As the Minnesota Lynx blew out the Connecticut Sun in Game 5 of the WNBA semifinals Tuesday, they looked like they had spent years gelling together. They were the better team on both ends of the floor. Part of that can be chalked up to the simple existence of Napheesa Collier, who put up her third consecutive game of at least 25 points and 10 rebounds, a WNBA postseason record, and could probably turn a quartet of traffic cones into a sound basketball team.
But the Lynx have been a treat to watch precisely because they're not a one-woman show. Instead, they are insistent on a harmonious style of hoop, heavy on ball movement. Watching them skate past the Sun, 88-77, and rejoice with the traditional post-victory Electric Slide, it was hard to believe a team this cohesive was still so new: Only five players on this Lynx team returned from the roster last season, and of those five, only three have meaningfully figured in this playoff run. This team was assembled in free agency and on the trading block by Cheryl Reeve and her double-duty as head coach and president of basketball ops. Tuesday's elimination game was specifically a showcase for the Lynx's most critical offseason signing: veteran guard Courtney Williams, who had 24 points, seven assists, and five rebounds.

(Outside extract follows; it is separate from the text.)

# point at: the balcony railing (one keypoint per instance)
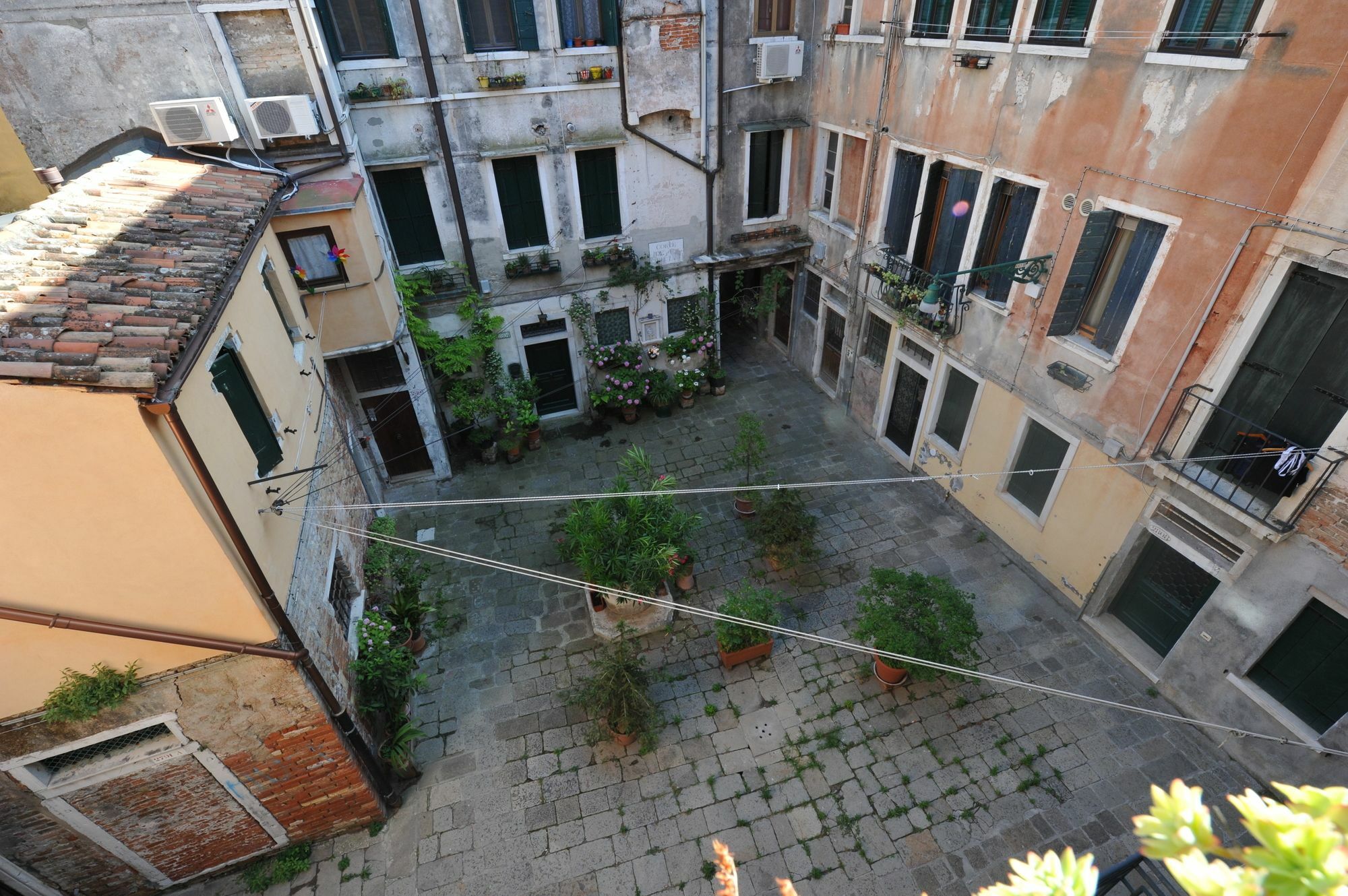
(1245, 464)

Williams plays an extremely taxing brand of basketball without ever actually appearing taxed. She's frisky and relentless at all times; she draws the eye just as forcefully when she's tormenting an opposing ball-handler as when catapulting herself into the lane. As much as Collier is the backbone of this team, it's the aggression of Williams that creates many of the initial advantages for them, both in transition and the half-court. Once she's punched a hole in the defense, any number of auspicious things could happen. When Williams gets two feet in the paint, she can choose her own adventure: swing-swing, corner three from one of their many shooters; hit the rolling Collier for a smooth layup; or a sneaky finish at the rim herself.

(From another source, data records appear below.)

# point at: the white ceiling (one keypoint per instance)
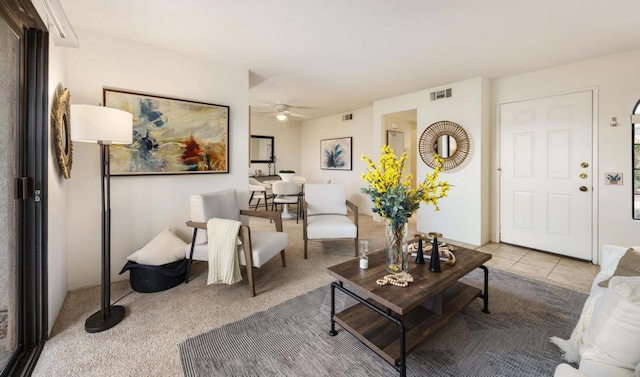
(340, 55)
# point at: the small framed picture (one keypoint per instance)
(335, 154)
(613, 179)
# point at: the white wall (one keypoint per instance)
(617, 81)
(463, 213)
(359, 128)
(405, 127)
(286, 140)
(142, 206)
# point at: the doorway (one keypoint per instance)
(546, 174)
(23, 202)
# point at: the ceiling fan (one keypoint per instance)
(280, 111)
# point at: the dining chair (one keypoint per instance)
(287, 192)
(256, 186)
(325, 214)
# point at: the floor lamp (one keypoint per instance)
(104, 126)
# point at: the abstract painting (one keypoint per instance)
(335, 154)
(170, 136)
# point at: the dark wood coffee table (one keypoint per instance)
(394, 321)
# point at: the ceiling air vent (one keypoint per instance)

Williams's energy was matched only by that of her dad, sitting courtside but more often standing. “Where the rest of the dads at?” Donald Williams asked SB Nation's Noa Dalzell. “How can you miss this type of euphoria?”

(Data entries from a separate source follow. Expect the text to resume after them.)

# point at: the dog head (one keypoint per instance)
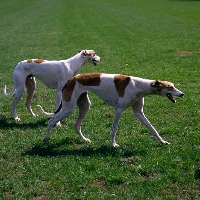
(167, 89)
(91, 56)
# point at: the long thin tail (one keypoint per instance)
(9, 94)
(50, 114)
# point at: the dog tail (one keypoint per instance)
(45, 113)
(50, 114)
(9, 94)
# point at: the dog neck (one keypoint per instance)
(144, 87)
(76, 62)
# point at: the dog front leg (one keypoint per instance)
(83, 104)
(118, 114)
(138, 112)
(31, 86)
(67, 110)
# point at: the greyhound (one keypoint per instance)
(53, 74)
(118, 91)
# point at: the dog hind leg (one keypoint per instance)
(138, 112)
(19, 93)
(83, 104)
(118, 114)
(31, 86)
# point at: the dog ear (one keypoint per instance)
(84, 52)
(156, 84)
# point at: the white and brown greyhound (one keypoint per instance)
(54, 74)
(118, 91)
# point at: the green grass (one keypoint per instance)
(134, 37)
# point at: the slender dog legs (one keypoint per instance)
(118, 114)
(31, 86)
(138, 112)
(83, 104)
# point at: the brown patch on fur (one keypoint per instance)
(89, 79)
(29, 60)
(36, 61)
(68, 89)
(162, 85)
(121, 82)
(39, 61)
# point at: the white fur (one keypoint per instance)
(134, 95)
(53, 74)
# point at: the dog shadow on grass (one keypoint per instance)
(9, 123)
(66, 147)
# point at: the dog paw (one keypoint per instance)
(58, 124)
(45, 140)
(17, 119)
(88, 140)
(165, 142)
(115, 145)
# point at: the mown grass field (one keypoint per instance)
(150, 39)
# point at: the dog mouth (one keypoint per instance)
(170, 97)
(94, 62)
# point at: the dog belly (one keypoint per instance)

In the first half of Game 5, Williams took the scoring duties into her own hands, going 6-of-6 from the field and helping establish the Lynx's lead that proved unassailable. Coming back in the third quarter, Williams began forcing the issue a little bit, and the ball stuck in her hands more than Reeve liked, but after some time on the bench, the guard got back to her usual ways and kept the flow going for the Lynx in the final stretch.
Williams had played for four different WNBA teams—including two separate stints with the opposing Sun—before she arrived in Minnesota, a team that had just failed its 2023 tank job so badly that it stumbled into a playoff appearance. Minnesota clearly just needed a sound surrounding cast as Collier rounded into an MVP-caliber player. Williams offered a burst of athleticism, some of the best mid-range shooting in the league—the only other player to make 100 mid-range shots in the regular season was league MVP A'ja Wilson, and Williams matched her in efficiency—and a capable partner in the pick-and-roll game with Collier, an action that proved especially potent because the Lynx enjoyed the league's best spacing.
ESPN analyst Chiney Ogwumike, who had played alongside Williams on the Sun early in her career, pointed out just how much the guard has developed her game over the course of her nine seasons. When she got to the league, Williams was an off-guard who focused on pouring in the points with one-dribble pull-ups. Now, she was playing the point and orchestrating an offense well enough to make the WNBA Finals.
Even the woman responsible for signing Williams, who won both Coach of the Year and Executive of the Year honors this season, didn't expect it to work out quite this well. "I'm blessed. I don't know if I really knew what we were getting. The basketball player for sure, I'd watched for years," Reeve said after the game. "But I don't know if I knew exactly what we were getting."